Step- 5: Multiply the root $\mathbf{\left(}\mathbf{4}\mathbf{\right)}$ by the last result $\mathbf{\left(}\mathbf{6}\mathbf{\right)}$:

$\begin{array}{lllll}4& 2& -2& -3& -5\\ & & 8& 24& \\ & 2& 6& & \end{array}$

Step- 6: Add the result $\mathbf{\left(}\mathbf{24}\mathbf{\right)}$ with the next coefficient of the dividend $\mathbf{(}\mathbf{-}\mathbf{3}\mathbf{)}$:

$\begin{array}{lllll}4& 2& -2& -3& -5\\ & & 8& 24& \\ & 2& 6& 21& \end{array}$

Step- 7: Multiply the root $\mathbf{\left(}\mathbf{4}\mathbf{\right)}$ by the last result $\mathbf{\left(}\mathbf{21}\mathbf{\right)}$:

$\begin{array}{lllll}4& 2& -2& -3& -5\\ & & 8& 24& 81\\ & 2& 6& 21& \end{array}$

Step- 8: Add the result $\mathbf{84}$ to the next coefficient of the dividend $\mathbf{(}\mathbf{-}\mathbf{5}\mathbf{)}$:

$\begin{array}{lllll}4& 2& -2& -3& -5\\ & & 8& 24& 81\\ & 2& 6& 21& 79\end{array}$

Thus the obtained coefficients or the zero polynomials are $2,6,21,79.$ All the zero polynomials are positive.

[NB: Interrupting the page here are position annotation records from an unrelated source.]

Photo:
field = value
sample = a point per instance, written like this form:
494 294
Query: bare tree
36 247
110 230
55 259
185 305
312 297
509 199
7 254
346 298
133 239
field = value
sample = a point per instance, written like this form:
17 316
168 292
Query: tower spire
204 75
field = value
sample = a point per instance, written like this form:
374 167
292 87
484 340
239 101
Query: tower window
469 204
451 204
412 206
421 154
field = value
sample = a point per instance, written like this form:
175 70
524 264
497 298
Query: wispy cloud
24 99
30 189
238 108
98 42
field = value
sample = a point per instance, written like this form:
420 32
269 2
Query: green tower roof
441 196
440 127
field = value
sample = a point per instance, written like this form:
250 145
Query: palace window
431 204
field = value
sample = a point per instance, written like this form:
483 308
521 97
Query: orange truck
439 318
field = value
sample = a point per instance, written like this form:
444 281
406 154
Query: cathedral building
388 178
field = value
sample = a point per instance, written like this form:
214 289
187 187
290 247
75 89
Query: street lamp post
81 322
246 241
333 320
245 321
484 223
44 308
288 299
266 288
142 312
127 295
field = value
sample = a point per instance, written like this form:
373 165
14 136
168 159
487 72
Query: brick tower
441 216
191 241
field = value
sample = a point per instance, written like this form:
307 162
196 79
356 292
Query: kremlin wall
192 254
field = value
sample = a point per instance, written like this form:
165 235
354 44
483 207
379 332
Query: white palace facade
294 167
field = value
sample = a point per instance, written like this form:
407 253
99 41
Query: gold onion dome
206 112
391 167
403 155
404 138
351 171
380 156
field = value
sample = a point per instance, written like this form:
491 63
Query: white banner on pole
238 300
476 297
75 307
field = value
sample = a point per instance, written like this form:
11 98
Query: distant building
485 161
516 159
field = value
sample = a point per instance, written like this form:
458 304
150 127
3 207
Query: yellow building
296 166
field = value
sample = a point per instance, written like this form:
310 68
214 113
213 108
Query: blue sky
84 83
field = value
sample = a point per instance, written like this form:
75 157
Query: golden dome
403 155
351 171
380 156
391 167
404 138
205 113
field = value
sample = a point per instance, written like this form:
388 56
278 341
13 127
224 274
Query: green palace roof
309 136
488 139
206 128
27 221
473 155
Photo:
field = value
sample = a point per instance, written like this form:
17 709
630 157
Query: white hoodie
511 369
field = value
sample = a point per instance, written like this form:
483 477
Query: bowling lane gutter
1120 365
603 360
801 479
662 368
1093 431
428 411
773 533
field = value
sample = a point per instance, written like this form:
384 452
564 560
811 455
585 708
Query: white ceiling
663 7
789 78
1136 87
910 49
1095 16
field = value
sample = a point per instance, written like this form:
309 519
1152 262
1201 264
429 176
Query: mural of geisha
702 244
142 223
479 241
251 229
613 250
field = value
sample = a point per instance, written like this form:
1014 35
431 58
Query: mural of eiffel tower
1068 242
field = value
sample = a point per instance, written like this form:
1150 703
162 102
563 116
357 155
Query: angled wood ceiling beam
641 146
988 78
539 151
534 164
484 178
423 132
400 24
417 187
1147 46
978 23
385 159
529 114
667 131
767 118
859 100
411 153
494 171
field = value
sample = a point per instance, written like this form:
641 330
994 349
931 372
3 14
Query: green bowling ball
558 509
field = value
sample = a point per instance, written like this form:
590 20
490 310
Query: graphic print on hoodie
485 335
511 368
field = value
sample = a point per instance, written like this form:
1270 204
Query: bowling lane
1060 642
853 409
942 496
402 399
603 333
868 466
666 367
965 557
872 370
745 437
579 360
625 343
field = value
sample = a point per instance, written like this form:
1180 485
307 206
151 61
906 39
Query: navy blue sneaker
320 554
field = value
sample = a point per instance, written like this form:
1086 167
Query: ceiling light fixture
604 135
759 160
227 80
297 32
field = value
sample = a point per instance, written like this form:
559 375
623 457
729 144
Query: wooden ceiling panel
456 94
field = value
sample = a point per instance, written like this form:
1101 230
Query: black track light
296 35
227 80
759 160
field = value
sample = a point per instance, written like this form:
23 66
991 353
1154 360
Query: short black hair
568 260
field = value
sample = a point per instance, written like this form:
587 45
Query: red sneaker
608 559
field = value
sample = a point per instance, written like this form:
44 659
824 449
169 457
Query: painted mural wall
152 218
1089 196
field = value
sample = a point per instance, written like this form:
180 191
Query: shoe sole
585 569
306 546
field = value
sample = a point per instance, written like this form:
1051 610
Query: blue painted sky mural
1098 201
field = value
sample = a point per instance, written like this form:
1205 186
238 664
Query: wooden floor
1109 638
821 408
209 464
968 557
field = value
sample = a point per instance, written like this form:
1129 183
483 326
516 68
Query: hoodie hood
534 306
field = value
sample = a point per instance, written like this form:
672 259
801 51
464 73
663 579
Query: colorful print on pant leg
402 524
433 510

So, $k=4$ is the upper root.

Hence, for the function $\begin{array}{rcl}\mathbf{f}\mathbf{\left(}\mathbf{x}\mathbf{\right)}\mathbf{}& \mathbf{=}& \mathbf{}\mathbf{2}{\mathit{x}}^{\mathbf{3}}\mathbf{-}\mathbf{2}{\mathit{x}}^{\mathbf{2}}\mathbf{-}\mathbf{3}\mathit{x}\mathbf{-}\mathbf{5}\end{array}$ ,$\mathit{k}\mathbf{=}\mathbf{4}$ is the upper bound.